Je besluit even lekker te ontspannen in bad. “Ik ben een beetje moe schat, je ziet me over een halfuur wel weer,” roep je vanuit de slaapkamer wanneer je al half uitgekleed bent. Het bad is inmiddels ook al aardig volgelopen. Je pakt de handdoeken, loopt naar de badkamer en voelt voorzichtig aan het water. Gloeiend heet, precies goed dus. Je stapt in het bad en laat je langzaam in het water zakken. Wanneer je billen het water raken, schrik je even op. Misschien was deze temperatuur toch niet zo verstandig. Je vult een klein beetje koud water bij, zet je tanden op elkaar en gaat zitten. Met een diepe zucht laat je de spanning van vandaag een beetje los.

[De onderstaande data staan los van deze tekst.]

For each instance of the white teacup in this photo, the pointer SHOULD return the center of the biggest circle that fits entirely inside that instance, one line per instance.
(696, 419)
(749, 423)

Je weet niet hoe lang je precies in bad zit, maar ineens hoor je Paul je naam door het appartement bulderen. “Irene!” Ineens zit je recht overeind in bad. Paul stormt naar binnen. “Ik hoorde net drie keer achter elkaar dat je gebeld werd door je werk. Toen heb ik maar opgenomen om te vragen je niet meer te bellen. Tot mijn stomme verbazing kreeg ik de bedrijfsarts aan de lijn die vertelde dat je vandaag niet bent komen werken en dat je niet thuis was toen de controlearts langs kwam. Wat heeft dat te betekenen?” Je voelt een enorme knoop in je maag. Je kijkt omhoog. Aan zijn blik weet je meteen dat dit niet het moment is voor smoesjes of ‘damage control’. “Ik ben vandaag niet naar het werk geweest, ik heb me ziek gemeld,” beken je. Paul kijkt je vol ongeloof aan. “Dus, je bent schoolziek en je liegt tegen mij over waar je geweest bent. Is dat het of komt er nog meer bovendrijven?” Even twijfel je, maar met de rode strepen op je billen valt er weinig te verbergen. “Ik … Ik ben wezen winkelen en daar zag ik een heel mooie tas. Ik wist dat je ‘m te duur zou vinden, dus heb ik geprobeerd ‘m te jatten.” Pauls ogen puilen uit zijn kassen. “Een bewaker heeft me betrapt, dus je hoeft me daar niet meer voor te straffen!” probeer je snel, maar daar moet Paul niets van weten. “Dat bepaal ik zelf wel, dame. Uit dat bad, voorover en handen op de rand, nu!”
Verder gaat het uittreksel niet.